Hal tersebut disampaikan Prof Fauzan dalam Webinar SEVIMA di Hari Bela Negara, Kamis (19/12/2024). Kepada ribuan mahasiswa peserta Webinar, Prof Fauzan mengajak mahasiswa memaknai bela negara adalah komitmen dan tanggung jawab terhadap kehidupan seseorang sebagai bagian dari bangsa Indonesia.
“Bela negara harus dilakukan mulai dari hal-hal paling sederhana, yaitu berkomitmen, bertanggung jawab, selalu bekerja keras dalam belajar dan berkarir, serta terus meneladani bahwa kita ini adalah bagian dari sistem kenegaraan, bagian dari masyarakat Indonesia, dan bagian dari masyarakat global!,” kata Prof Fauzan dalam keterangan tertulisnya, Rabu (25/12/2024).
Untuk meneladani Ki Hajar Dewantara, Prof. Fauzan menekankan tiga nilai penting. Yaitu menerapkan bela negara di keluarga, sekolah, dan masyarakat.
“Teladan pertama yang bisa diambil adalah tanamkan bela negara mulai dari keluarga. Selama ini, masyarakat menganggap pendidikan hanya pada jalur formal yakni sekolah. Padahal pendidikan dalam keluarga memegang peran fundamental dalam pembentukan karakter anak. Oleh karena itu, semangat bela negara juga harus ada dalam kehidupan sehari-hari di dalam keluarga. Mulai dari rasa cinta tanah air dan menggunakan produk dalam negeri,” ujarnya.
Mahasiswa yang posisinya sebagai anggota keluarga yang sudah dewasa, lanjutnya, juga harus mampu menjadi teladan yang baik karena menjadi contoh bagi adik-adiknya.
“Di keluarga, gurunya adalah orang tua dan kakak yang lebih tua. Karakter anak banyak dibentuk dari kebiasaan dan komitmen sehari-hari. Jika peran ketokohan dalam keluarga hilang, anak bisa kehilangan arah dan mencari idola di luar lingkungan yang seharusnya,” ungkap penggagas Program Profesor Penggerak Pembangunan Masyarakat (P3M) itu.

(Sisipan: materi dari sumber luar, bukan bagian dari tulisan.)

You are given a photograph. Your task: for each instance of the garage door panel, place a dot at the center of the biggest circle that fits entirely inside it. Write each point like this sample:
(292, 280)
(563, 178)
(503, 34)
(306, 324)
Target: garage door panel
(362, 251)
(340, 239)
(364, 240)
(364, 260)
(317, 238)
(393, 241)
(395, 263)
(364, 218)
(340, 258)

Teladan kedua adalah mempertebal jiwa bela negara di sekolah dan kampus. Kendati sebagai jalur pendidikan formal dan identik dengan tempat belajar ilmu maupun teknologi, sekolah dan kampus juga menjadi kawah candradimuka pendidikan karakter. Karakter seperti kedisiplinan, kewarganegaraan, pancasila, didapatkan para mahasiswa ketika belajar di kelas.
Prof. Fauzan berharap ilmu dan karakter bela negara tersebut tidak hanya dihafalkan untuk syarat ujian maupun wisuda. Tapi juga diamalkan, utamanya ketika mahasiswa tersebut nantinya lulus dan menjadi tokoh di masyarakat.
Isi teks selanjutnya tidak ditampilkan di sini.